The Kings Hall in Ilkley was packed full of excited faces both young and old awaiting the arrival of storyteller supreme Michael Morpurgo to the stage.  The tickets were snapped up having seen that one of the kids favourite authors would be a short train hop away, but I’d not looked at the programme of what he would be doing so we had a lovely sense of anticipation guessing how the hour in his company would unfold.  It was interesting to see that there were 6 mics and some music stands on the stage together with a printed copy of Good King Wenceslas on our chairs, giving a clue that it would not simply be a Q&A session with Michael or him discussing his books.

On strode Coope, Boyes and Simpson an English folk a cappella ensemble followed by Michael in his trademark red suite carrying a hardback notebook ready to tell us a tale.  Now the boys book club branched out earlier this year by reading some children’s literature, namely Shadow, by Morpurgo and two things that struck me about his writing was his clever use of a vehicle to explore his stories (usually an animal) and the fact that he does not patronise his readers in any way.  This enables him to tackle some very big themes with intelligence and emotional integrity.

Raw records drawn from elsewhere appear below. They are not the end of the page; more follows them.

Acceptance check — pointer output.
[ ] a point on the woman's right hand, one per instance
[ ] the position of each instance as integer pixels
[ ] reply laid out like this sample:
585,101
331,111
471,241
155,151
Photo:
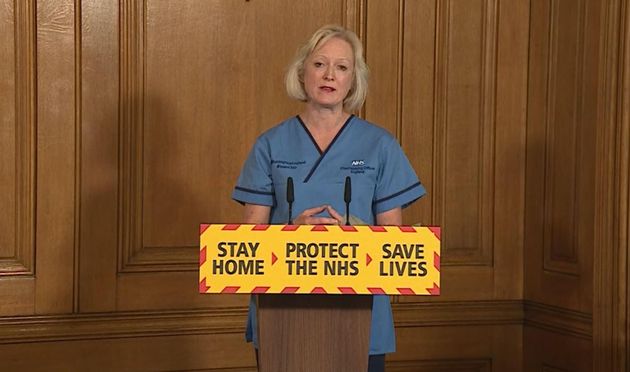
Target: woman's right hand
308,217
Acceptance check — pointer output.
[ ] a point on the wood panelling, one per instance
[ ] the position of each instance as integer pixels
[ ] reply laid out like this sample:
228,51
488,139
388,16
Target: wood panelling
611,349
558,320
17,154
99,174
496,348
124,124
561,137
441,366
542,351
17,140
7,135
464,169
464,99
56,157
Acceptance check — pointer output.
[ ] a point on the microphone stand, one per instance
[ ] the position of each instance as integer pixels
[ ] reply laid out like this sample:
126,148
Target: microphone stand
290,198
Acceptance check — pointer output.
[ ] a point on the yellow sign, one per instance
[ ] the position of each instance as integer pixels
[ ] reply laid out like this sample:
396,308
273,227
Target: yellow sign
394,260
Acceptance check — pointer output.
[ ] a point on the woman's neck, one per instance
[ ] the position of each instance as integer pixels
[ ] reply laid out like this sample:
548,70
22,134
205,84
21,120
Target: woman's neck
324,120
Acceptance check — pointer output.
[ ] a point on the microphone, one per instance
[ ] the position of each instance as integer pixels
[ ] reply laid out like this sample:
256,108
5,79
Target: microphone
347,198
290,198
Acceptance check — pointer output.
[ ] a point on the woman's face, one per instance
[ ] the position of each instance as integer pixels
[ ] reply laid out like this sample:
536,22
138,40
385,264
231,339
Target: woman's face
328,73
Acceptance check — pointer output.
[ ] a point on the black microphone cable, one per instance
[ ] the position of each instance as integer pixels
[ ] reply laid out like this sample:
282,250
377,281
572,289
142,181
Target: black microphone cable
290,198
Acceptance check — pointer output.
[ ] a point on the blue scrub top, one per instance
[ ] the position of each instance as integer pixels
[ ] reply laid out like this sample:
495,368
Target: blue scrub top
382,179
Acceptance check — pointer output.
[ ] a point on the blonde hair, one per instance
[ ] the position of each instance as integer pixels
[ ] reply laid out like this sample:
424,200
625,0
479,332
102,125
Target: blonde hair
294,79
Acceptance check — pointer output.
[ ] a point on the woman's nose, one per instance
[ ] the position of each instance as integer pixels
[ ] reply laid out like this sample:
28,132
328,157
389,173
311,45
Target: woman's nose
329,75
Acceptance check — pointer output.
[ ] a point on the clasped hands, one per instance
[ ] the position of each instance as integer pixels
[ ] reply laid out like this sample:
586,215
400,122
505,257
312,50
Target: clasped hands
308,217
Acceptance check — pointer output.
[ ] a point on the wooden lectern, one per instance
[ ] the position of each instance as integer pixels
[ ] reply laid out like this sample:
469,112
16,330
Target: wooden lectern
322,333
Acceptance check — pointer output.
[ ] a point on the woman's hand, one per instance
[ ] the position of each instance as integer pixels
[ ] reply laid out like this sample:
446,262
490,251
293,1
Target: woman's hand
307,217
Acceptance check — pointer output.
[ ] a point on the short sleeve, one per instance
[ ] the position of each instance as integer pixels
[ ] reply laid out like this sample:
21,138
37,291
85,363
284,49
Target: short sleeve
255,185
397,183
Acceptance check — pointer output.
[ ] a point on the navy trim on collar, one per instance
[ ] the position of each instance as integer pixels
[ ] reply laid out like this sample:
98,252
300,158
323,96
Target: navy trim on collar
254,191
322,154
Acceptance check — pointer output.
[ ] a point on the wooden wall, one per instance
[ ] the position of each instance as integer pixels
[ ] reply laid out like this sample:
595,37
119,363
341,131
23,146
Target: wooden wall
124,124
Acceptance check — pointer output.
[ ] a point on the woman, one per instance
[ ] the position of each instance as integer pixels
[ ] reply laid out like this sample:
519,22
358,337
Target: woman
318,149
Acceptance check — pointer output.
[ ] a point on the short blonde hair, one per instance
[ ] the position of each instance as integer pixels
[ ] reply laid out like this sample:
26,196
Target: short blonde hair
294,79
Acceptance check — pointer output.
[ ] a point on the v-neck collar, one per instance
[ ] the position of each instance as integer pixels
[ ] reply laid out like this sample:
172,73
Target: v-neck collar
321,153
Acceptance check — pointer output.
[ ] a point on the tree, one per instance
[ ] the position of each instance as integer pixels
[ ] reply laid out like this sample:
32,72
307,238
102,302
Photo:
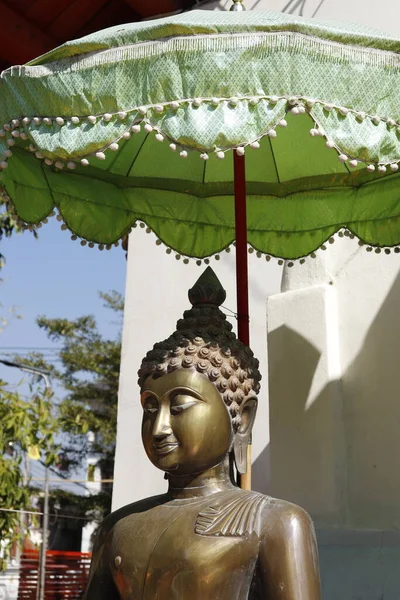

It was lovely to hear Michael tell the story of The Best Christmas Present in the World, drawing the audience into the story through the purchase of an old desk that he wanted to renovate over the Christmas holidays but while doing so he found and old sealed box.  Curiosity gets the better of him and he breaks the seal to find a letter written on Christmas Day by a captain in the trenches at Ypres.  The letter goes on to tell the story of how British and German forces famously laid down their arms to come together in no mans land to play a game of football.  The story is powerfully and delicately told and conjures up both the horror and folly of war but also that no matter how much the “enemy” is demonised they are in many case the same as us, a fact ably demonstrated as Jim Mcpherson, a teacher from Dorset, clambers over the trenches to come face to face with his counterpart a cellist from Dusseldorf.  They share rations, chat about wanting peace and how they wish that the war could be settled by a game of football.

The story unfolds through the storytelling of Morpurgo interspersed with songs sung in English, French and German.  I was unsure at first on this mix but it proved increasingly powerful and became a really unique duet between the choir and Morpurgo.

The letter was sent home by Jim to his wife Connie and the narrator sets out on Christmas morning to see if he can find her and to deliver the letter back to her (The Best Christmas Present in the World).  Connie is found, alone, 101 in a nursing home the staff explaining that she never has any visitors.  Her eyes light up as the letter is read to her “I knew you’d come back she says” at which point the whole audience is conducted by Morpurgo in a rendition of Good King Wenceslas which was a powerful and touching moment.

Jim’s fate was sealed on boxing day 1914 as he led a charge on a German machine gun post and was killed, his body never found but lying still beneath the blood soaked earth of Belgium.  The narrator travels out to Ypres to walk in Flanders Fields and to find the spot where the football game took place and to say out loud to Jim that there is now peace, that he was loved and remembered still.

I’m so glad that I knew nothing about what was going to unfold in this hour of breathtaking storytelling, and whilst it is not yet Christmas time this was an incredibly uplifting but poignant tale.  Spellbinding storytelling.